The concepts behind "real robots" that set it apart from previous robot anime are such as:
- The robot is used as an industrial machine with arm-like manipulators and is manufactured by military and commercial enterprises of various nations.
- The concept of industrial production and commercial manufacturing processes appeared for the first time in the history of robot shows, introducing manufacturing language like "mass-production" (MP), "prototype" and "test-type".
- While classic super robots typically use special attacks activated by voice commands, real robots more commonly use manually operated scaled-up/advanced versions of infantry weapons, such as lasers/particle beams, firearms, melee weapons (swords, axes, etc.) and shields.
- Real robots use mostly ranged weapons that require an ammunition supply.
- Real robots require periodic maintenance and are often prone to malfunction and break down, like real machines.

==Types==

===Piloted===
This ubiquitous subgenre features mecha piloted internally as vehicles. The first series to feature such mecha was Go Nagai's Mazinger Z (1972). In a 2009 interview, Go Nagai claimed the idea came to mind when he was stuck in a traffic jam and wished his car could sprout arms and legs to walk over the cars in front. Other examples include Science Ninja Team Gatchaman (1972), Mobile Suit Gundam (1979), The Super Dimension Fortress Macross (1982), and Tengen Toppa Gurren Lagann (2007). There are series that have piloted mecha that are also in the sentient category, usually because of an AI system to assist and care for the pilot, as featured in Blue Comet SPT Layzner (1985) and Gargantia on the Verdurous Planet (2013), or going berserk because the mecha has biological aspects, as featured in Neon Genesis Evangelion (1995).

===Sentient===
These are mecha that have the ability to be self-aware, think, and sometimes feel emotion. The source of sentience varies from aliens, such as the titular characters of American-produced and Japanese-animated series, The Transformers (1984), to artificial intelligence or synthetic intelligence, such as the robots of Dragon's Heaven (1988) and Brave Police J-Decker (1994) to magic, such as Da-Garn of The Brave Fighter of Legend Da-Garn (1992). The first series that featured a sentient giant robot, also the first mecha anime in color, was Astroganger (1972).

===Remote controlled===
These are mecha that are controlled externally.
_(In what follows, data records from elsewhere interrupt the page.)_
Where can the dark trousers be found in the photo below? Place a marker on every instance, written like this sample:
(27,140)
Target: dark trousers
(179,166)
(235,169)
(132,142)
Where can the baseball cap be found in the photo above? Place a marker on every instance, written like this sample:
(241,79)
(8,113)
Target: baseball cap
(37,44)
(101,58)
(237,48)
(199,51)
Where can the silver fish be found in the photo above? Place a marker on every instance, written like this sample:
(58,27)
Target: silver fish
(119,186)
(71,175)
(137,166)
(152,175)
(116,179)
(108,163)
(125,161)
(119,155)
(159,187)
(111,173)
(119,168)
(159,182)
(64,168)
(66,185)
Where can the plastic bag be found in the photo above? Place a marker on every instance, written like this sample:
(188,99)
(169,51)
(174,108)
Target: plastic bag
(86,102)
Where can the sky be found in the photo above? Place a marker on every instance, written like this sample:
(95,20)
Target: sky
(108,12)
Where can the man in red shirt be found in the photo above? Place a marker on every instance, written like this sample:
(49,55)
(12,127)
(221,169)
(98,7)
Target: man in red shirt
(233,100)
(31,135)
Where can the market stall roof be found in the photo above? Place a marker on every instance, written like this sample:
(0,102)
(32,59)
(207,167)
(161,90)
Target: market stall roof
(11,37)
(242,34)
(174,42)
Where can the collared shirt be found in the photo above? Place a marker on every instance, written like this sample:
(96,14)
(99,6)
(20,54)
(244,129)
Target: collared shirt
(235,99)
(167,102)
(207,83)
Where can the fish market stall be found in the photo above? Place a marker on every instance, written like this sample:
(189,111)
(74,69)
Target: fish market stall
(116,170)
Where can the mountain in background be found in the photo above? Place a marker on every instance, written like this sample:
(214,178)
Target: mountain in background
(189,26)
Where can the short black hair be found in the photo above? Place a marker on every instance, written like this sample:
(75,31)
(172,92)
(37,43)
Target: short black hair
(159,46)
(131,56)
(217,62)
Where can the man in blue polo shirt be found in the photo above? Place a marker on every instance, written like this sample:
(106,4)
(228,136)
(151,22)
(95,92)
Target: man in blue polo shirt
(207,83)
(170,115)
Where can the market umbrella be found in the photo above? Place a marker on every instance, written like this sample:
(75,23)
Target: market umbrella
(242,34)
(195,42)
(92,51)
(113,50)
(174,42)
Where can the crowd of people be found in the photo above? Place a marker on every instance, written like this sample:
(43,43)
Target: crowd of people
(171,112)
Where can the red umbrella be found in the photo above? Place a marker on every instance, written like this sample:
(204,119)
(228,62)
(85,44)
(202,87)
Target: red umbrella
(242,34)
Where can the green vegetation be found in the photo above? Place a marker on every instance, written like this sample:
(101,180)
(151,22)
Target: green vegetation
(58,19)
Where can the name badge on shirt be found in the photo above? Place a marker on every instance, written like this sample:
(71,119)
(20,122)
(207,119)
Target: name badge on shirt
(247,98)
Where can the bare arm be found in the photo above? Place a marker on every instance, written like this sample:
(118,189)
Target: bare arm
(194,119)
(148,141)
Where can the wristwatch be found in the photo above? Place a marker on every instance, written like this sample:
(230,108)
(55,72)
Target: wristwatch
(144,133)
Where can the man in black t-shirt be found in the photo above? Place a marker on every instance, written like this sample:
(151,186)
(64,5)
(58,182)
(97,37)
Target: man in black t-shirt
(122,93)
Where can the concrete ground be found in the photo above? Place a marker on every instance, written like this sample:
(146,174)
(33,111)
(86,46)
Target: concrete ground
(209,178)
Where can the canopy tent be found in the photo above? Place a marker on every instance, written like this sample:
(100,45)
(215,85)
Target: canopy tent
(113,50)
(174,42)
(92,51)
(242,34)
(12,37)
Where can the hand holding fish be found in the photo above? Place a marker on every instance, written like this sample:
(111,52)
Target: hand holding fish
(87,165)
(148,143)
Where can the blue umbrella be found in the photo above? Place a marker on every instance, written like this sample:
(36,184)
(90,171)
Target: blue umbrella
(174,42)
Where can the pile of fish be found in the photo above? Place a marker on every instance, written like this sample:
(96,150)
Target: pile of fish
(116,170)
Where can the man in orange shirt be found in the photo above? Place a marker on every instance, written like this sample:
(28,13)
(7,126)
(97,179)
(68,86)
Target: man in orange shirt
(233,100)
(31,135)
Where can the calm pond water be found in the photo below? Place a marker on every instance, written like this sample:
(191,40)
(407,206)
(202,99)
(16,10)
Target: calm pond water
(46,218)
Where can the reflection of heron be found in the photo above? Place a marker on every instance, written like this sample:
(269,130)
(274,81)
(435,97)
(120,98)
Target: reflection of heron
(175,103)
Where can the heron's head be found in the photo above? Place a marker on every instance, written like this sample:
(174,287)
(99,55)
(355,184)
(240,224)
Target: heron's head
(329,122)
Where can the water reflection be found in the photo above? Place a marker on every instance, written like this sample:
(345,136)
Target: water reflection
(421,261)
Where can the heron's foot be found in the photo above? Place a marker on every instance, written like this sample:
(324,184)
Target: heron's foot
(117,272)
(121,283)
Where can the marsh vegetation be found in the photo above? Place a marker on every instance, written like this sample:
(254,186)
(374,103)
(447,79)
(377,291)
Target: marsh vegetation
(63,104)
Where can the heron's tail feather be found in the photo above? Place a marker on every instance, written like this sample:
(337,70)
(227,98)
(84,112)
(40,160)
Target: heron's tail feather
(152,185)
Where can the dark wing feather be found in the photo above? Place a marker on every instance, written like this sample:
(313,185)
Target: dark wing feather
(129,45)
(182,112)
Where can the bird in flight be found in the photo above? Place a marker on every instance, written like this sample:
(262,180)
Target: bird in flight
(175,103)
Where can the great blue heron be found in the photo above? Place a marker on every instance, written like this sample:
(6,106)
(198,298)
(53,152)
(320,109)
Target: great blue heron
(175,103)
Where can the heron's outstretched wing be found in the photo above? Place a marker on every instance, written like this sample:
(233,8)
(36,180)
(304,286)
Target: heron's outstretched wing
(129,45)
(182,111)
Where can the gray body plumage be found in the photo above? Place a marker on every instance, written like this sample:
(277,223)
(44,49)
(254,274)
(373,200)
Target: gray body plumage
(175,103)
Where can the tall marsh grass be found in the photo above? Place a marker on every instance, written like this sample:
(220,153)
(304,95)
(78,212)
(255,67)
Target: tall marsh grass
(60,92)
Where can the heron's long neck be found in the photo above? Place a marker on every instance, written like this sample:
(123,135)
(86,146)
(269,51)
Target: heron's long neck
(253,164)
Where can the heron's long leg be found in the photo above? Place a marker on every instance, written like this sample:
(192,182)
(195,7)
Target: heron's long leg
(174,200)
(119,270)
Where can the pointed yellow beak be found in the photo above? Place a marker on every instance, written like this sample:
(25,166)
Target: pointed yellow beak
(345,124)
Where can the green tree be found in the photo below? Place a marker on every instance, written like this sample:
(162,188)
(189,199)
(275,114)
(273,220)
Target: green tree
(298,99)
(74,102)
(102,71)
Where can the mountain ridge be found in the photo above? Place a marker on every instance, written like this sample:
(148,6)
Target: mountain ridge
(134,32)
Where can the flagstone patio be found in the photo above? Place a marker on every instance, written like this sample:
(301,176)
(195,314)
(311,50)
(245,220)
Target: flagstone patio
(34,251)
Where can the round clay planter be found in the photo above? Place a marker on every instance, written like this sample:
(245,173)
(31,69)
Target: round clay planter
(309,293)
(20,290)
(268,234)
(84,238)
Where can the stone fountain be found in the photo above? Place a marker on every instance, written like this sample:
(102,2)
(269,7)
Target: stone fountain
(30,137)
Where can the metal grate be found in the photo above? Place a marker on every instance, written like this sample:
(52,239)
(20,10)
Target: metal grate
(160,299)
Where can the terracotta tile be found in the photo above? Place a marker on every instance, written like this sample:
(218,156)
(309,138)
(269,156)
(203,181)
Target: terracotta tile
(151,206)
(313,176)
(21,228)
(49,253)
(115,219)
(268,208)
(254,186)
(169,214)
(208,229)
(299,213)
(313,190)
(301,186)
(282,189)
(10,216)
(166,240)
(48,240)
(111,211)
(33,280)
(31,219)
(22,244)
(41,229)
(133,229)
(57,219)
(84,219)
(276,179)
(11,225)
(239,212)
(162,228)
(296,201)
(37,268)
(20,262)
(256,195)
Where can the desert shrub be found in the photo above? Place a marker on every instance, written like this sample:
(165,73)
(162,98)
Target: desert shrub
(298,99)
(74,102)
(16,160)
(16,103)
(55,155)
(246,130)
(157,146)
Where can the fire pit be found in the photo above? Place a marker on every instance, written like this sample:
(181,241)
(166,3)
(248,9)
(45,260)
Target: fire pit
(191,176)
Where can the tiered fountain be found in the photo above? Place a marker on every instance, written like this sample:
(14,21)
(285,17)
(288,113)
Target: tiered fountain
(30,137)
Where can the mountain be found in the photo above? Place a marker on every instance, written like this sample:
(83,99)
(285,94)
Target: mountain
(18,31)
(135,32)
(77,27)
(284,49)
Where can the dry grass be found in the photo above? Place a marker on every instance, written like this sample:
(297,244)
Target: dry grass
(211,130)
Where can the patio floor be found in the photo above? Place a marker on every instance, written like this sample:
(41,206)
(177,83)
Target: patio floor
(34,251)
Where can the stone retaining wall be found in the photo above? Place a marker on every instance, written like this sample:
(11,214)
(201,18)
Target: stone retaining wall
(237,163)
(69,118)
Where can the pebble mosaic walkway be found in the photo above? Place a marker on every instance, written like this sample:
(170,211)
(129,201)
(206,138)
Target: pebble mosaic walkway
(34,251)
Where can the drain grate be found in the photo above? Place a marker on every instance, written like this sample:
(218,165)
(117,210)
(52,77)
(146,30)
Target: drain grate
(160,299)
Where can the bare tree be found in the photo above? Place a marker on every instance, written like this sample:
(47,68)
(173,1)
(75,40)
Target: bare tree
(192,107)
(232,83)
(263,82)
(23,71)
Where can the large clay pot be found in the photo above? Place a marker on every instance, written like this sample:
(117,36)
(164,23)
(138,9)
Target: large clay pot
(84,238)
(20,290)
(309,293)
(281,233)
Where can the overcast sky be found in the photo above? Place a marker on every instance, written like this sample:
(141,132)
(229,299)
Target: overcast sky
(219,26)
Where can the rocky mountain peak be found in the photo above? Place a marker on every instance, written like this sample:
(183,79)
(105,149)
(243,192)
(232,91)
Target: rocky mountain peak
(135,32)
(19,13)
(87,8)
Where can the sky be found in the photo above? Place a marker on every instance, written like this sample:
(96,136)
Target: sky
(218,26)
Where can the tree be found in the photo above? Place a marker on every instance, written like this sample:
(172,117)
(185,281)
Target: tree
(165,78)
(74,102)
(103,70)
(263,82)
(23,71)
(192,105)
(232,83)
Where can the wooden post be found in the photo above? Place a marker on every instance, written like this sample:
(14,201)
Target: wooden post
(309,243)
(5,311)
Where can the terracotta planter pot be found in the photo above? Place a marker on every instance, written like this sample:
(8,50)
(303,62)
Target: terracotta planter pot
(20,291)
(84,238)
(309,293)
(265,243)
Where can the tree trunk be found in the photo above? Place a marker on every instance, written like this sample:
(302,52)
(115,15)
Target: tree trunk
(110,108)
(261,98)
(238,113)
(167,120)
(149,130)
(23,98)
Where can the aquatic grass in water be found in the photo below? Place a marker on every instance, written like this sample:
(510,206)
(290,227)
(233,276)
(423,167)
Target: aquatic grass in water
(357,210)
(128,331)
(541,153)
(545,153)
The first mecha anime, Tetsujin 28-go (1966), and Giant Robo (1967) are famous examples.

===Transforming===
A transforming mech can transform between a standard vehicle (such as a fighter plane or transport truck) and a fighting mecha robot. The concept of transforming mecha was pioneered by Japanese mecha designer Shōji Kawamori in the early 1980s, when he created the Diaclone toy line in 1980 and then the Macross anime franchise in 1982. Some of Kawamori's most iconic transforming mecha designs include the VF-1 Valkyrie from the Macross and Robotech franchises, and Optimus Prime (called Convoy in Japan) from the Transformers and Diaclone franchises. The concept later became more popular in the mid-1980s, with Macross: Do You Remember Love? (1984) and Zeta Gundam (1985) in Japan, and with Transformers (1984 adaptation of Diaclone) and Robotech (1985 adaptation of Macross) in the West.

===Wearable===
This refers to mecha that are powered exoskeletons rather than piloted as vehicles, such as in Genesis Climber MOSPEADA (1983), Bubblegum Crisis (1987) and Active Raid (2016); merge with the mecha, such as in Detonator Orgun (1991) & The King of Braves GaoGaiGar (1997); combine with the robots, such as in Transformers: Super-God Masterforce (1988); or become mechanical themselves, such as in Brave Command Dagwon (1996) and Fire Robo (2016).

==Model robot==

Assembling and painting mecha scale model kits is a popular pastime among mecha enthusiasts. Like other models such as cars or airplanes, more advanced kits require much more intricate assembly. Lego mecha construction can present unique engineering challenges; the balancing act between a high range of motion, good structural stability, and aesthetic appeal can be difficult to manage. In 2006, the Lego Group released their own somewhat manga-inspired mecha line with the Lego Exo-Force series.